Over the past year, the self-styled Freemen churned out more than $1.8 million in phony money orders and other financial instruments, according to federal indictments. They used those to defraud banks, credit-card companies and mail-order businesses. A favorite tactic was to use liens filed against the property of government officials and others, then issue worthless money orders or checks using that property as collateral. Some unwary businesses, car dealerships, even the irs, have accepted them. Meanwhile, the Freemen have allegedly harassed local officials and brazenly taught weekend seminars in fraud and larceny to hundreds of out-of-state visitors. The attendees then spread out to practice what the Freemen preached: that bank debts and other obligations are invalid because the banking system and the U.S. government are themselves illegal.

With the arrest last week of two of the group's leaders and an escalating fbi presence around the Clark farm, Justus Township is no longer merely the headquarters for the Freemen's crooked amalgam of extremism and thievery.
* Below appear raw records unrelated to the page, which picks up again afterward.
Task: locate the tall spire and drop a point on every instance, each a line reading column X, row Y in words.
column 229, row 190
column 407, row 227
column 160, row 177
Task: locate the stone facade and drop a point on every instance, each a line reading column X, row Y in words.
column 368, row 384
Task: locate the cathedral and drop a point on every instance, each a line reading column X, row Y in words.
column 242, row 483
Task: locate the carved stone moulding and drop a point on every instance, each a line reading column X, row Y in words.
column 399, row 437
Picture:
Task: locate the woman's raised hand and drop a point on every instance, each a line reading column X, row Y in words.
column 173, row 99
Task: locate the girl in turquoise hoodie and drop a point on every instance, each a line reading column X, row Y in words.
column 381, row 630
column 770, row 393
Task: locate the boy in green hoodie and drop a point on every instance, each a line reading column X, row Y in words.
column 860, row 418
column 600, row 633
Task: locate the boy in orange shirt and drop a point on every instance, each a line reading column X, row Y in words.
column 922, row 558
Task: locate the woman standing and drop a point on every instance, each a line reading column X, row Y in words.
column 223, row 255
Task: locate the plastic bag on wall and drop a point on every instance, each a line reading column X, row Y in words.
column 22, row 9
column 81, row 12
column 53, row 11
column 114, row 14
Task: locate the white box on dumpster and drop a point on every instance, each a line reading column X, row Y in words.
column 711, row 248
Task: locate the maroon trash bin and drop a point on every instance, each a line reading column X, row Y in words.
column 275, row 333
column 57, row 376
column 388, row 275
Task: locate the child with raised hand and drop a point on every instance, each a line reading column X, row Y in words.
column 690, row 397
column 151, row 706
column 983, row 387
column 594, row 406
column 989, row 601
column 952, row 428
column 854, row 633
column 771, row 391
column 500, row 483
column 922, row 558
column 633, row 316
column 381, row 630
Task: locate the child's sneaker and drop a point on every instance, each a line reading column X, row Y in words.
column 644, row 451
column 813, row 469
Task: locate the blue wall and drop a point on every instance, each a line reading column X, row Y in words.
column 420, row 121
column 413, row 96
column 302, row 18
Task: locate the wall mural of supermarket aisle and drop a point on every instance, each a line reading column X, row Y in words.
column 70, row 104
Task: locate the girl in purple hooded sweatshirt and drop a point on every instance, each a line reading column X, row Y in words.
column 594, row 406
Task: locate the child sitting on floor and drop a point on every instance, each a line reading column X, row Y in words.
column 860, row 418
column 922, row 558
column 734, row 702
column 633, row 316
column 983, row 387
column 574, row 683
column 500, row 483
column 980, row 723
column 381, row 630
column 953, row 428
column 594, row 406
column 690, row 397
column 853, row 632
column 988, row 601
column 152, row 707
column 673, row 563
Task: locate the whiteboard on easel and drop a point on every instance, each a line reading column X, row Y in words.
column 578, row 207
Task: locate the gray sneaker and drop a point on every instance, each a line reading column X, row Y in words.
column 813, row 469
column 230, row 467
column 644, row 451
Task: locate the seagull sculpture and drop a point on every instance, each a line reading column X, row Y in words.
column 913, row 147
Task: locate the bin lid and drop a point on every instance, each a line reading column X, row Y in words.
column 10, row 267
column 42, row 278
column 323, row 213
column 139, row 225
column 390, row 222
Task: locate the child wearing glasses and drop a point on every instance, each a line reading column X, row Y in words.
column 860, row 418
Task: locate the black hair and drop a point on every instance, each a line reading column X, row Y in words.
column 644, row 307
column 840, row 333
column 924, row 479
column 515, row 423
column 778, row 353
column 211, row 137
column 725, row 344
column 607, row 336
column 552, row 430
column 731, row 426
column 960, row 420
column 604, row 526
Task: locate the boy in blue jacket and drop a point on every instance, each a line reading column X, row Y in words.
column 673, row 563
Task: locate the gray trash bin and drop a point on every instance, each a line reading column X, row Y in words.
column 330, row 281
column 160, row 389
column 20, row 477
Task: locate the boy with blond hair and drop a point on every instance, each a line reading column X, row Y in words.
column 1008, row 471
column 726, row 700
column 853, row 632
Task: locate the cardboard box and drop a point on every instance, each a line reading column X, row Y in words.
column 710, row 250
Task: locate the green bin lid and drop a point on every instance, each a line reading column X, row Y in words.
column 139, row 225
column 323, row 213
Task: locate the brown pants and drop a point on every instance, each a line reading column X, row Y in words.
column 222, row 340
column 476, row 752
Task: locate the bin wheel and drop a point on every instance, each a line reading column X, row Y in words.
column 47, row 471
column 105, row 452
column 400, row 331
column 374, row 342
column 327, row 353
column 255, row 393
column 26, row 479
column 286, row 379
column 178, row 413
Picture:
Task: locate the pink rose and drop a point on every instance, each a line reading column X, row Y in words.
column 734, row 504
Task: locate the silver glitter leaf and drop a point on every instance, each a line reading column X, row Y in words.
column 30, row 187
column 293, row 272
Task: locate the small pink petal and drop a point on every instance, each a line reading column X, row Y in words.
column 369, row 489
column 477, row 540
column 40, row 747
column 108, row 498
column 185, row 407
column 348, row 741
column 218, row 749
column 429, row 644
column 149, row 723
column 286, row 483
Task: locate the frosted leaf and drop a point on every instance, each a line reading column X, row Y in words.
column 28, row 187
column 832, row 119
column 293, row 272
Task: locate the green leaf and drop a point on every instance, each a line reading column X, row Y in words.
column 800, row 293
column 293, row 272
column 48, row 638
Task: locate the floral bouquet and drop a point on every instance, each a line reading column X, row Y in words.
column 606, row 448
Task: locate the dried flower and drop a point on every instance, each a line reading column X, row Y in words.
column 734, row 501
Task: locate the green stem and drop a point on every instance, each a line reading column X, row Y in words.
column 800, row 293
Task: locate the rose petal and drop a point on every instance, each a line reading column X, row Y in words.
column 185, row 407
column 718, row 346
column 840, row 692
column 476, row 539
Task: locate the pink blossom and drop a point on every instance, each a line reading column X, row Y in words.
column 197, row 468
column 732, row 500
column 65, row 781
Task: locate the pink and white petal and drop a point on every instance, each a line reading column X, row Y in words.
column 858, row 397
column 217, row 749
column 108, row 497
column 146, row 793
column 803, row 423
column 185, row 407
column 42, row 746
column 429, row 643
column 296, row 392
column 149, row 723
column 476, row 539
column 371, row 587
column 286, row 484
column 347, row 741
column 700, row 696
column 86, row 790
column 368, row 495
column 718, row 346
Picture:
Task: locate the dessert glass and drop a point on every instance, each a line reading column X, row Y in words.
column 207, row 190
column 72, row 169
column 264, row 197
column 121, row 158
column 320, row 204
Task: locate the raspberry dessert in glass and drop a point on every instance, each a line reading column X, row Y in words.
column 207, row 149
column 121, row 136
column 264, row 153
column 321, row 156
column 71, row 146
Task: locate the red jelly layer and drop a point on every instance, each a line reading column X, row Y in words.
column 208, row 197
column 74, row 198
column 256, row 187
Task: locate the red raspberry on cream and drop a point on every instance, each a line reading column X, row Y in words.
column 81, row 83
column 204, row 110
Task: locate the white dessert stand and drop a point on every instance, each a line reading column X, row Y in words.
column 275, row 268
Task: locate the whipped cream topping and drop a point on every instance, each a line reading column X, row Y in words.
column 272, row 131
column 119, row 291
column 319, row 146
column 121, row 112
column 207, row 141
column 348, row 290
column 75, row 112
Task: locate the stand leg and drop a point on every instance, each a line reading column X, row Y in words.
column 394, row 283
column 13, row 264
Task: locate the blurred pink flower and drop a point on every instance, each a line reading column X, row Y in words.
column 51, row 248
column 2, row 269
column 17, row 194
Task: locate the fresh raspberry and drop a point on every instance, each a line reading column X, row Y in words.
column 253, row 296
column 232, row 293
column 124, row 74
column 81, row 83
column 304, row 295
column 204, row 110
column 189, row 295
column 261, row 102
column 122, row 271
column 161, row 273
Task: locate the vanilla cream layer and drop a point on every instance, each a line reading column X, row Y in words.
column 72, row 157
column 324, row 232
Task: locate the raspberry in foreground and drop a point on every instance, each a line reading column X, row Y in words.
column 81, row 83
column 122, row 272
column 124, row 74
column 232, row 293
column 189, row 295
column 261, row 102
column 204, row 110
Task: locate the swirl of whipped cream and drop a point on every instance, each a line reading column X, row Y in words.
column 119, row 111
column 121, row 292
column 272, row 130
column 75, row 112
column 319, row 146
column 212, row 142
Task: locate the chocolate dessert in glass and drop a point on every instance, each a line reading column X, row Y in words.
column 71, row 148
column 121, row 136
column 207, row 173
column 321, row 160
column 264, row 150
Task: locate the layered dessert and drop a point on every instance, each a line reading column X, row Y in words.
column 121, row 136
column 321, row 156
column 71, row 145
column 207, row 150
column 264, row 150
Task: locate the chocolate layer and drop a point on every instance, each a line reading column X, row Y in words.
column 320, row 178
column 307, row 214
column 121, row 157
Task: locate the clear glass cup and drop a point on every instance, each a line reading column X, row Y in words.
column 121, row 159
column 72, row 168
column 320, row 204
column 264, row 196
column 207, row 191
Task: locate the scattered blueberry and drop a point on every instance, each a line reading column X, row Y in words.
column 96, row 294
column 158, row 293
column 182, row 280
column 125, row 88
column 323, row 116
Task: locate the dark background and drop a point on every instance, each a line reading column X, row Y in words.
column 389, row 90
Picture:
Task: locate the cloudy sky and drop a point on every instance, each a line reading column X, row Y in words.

It's also the first major testing ground for federal law enforcement in the nervous aftermath of two disasters--the deadly shootout with white separatist Randy Weaver at Ruby Ridge, Idaho, and the Branch Davidian inferno near Waco, Texas, in which more than 75 people were killed. In its handling of such standoffs, the Justice Department is at pains to re-establish the line between force and recklessness. The word this time is play it cool and play it down. Attorney General Janet Reno, who took heat for approving the final assault at Waco, summed up the order of the day for Montana: "No armed confrontation, no siege and no armed perimeter."

The irony is that for months local officials have been begging for the cavalry to arrive. The Freemen have spent much of the past year in a campaign of intimidation, confident they could outgun local law enforcement, which in those parts means Sheriff Charles Phipps and his deputy. Since April 1, 1994, when the Clarks first retreated to their farms, later to be joined by fugitives from other areas, the Freemen have posted $1 million bounties on the heads of Phipps, county attorney Nick Murnion and local bankers, threatened to kidnap and hang local judges, and put phony liens on the property of anyone who got in their way. Prosecutors say they used one bogus money order in a failed attempt to buy $1.4 million in arms and ammunition.